Contractor onboarding, EOR payroll, and entity graduation all live on one platform. An Indiana contractor who converts to W-2 keeps their record. That same employee can graduate from EOR to your own Indiana-registered entity without changing systems. Contractor through EOR to entity. One timeline. One platform.
EOR works while you are testing the Indiana market, ramping a small remote team, or running one or two Indiana hires alongside a larger US payroll elsewhere. Indiana is a moderate-volume US state for Teamed. The compliance overhead is real: WH-4 county capture on every hire, DN01 county rate refresh every December, separate INTIME and Uplink filing tracks, and the cap-date arithmetic on a $9,500 SUI base. The maths of running your own Indiana entity starts to win later than in higher-complexity states, often around 12 to 15 Indiana employees. Teamed’s Crossover Calculator shows you the month it flips. The conversation is built into the relationship.

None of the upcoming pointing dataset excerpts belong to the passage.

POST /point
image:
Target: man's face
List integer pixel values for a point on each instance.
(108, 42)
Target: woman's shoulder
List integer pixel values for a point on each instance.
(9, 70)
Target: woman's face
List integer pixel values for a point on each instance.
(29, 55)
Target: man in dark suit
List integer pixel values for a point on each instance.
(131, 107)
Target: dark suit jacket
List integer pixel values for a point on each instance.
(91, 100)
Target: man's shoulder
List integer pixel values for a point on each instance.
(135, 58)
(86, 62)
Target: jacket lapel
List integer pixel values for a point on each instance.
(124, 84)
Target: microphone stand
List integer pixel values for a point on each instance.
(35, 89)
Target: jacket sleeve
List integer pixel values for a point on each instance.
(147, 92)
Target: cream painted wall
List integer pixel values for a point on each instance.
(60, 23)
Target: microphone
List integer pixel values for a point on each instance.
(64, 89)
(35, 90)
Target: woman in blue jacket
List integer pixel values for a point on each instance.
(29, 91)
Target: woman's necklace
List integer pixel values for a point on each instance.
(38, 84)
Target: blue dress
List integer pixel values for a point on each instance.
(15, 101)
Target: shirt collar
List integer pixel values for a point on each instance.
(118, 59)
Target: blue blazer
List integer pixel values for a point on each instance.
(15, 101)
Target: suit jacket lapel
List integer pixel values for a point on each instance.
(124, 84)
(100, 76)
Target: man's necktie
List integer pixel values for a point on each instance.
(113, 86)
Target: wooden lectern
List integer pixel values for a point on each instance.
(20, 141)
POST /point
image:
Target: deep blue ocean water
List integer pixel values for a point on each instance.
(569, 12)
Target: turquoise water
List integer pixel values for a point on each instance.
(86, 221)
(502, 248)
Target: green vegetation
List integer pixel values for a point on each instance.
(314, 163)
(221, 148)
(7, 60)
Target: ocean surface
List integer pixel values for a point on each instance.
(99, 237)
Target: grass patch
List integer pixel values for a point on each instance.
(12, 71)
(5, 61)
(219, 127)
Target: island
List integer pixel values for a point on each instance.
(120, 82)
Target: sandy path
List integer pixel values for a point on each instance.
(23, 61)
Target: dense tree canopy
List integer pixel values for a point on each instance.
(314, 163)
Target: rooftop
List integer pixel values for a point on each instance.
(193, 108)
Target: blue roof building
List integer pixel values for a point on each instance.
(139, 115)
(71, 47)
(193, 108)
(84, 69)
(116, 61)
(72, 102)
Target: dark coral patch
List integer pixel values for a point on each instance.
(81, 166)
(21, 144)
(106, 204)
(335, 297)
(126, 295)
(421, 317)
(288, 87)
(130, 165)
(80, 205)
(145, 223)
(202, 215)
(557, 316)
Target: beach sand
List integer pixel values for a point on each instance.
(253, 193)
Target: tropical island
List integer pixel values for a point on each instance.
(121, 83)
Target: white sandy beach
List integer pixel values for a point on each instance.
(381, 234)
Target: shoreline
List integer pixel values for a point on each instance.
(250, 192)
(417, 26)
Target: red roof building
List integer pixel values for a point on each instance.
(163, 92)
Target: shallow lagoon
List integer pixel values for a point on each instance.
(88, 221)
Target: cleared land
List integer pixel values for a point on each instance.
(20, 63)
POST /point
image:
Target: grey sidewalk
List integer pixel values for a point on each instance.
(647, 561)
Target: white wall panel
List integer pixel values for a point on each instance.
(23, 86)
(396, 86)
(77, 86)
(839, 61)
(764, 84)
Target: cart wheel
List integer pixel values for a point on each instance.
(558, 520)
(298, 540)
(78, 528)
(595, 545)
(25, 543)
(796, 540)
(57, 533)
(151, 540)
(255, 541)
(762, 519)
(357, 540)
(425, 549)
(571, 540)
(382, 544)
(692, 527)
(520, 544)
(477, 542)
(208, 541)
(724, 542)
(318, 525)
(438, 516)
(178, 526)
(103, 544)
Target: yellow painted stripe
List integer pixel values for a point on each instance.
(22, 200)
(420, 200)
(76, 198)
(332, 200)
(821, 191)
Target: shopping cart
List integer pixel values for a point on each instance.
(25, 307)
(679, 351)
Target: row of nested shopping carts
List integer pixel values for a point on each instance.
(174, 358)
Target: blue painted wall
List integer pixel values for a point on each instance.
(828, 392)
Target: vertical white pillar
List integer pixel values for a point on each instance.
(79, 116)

Indiana is the state where the federal-only payroll mindset costs the most on a per-employee basis. The state rate is one of the lowest in the country at 2.95 percent flat, but all 92 counties levy a separate income tax on top, set by where the employee lives on 1 January. Multi-state payroll providers that key off the state rate alone routinely under-withhold by 0.5 to 3.38 percent on every Indiana paycheque. We capture the WH-4 county question at onboarding, refresh the county lookup table every December against Departmental Notice #1, and run state and county on the same WH-1 voucher so neither shows up as a surprise on the Q1 close.
Indiana payroll is two layers, not one.
Easy: a 2.95 percent flat state rate, one of the lowest in the country. Hard: a mandatory county tax in every one of the 92 counties, locked by residence on 1 January and ranging from 0.50 to 3.38 percent.
The discipline is capturing the WH-4 county field at onboarding and refreshing the lookup table every December before the first January payroll runs.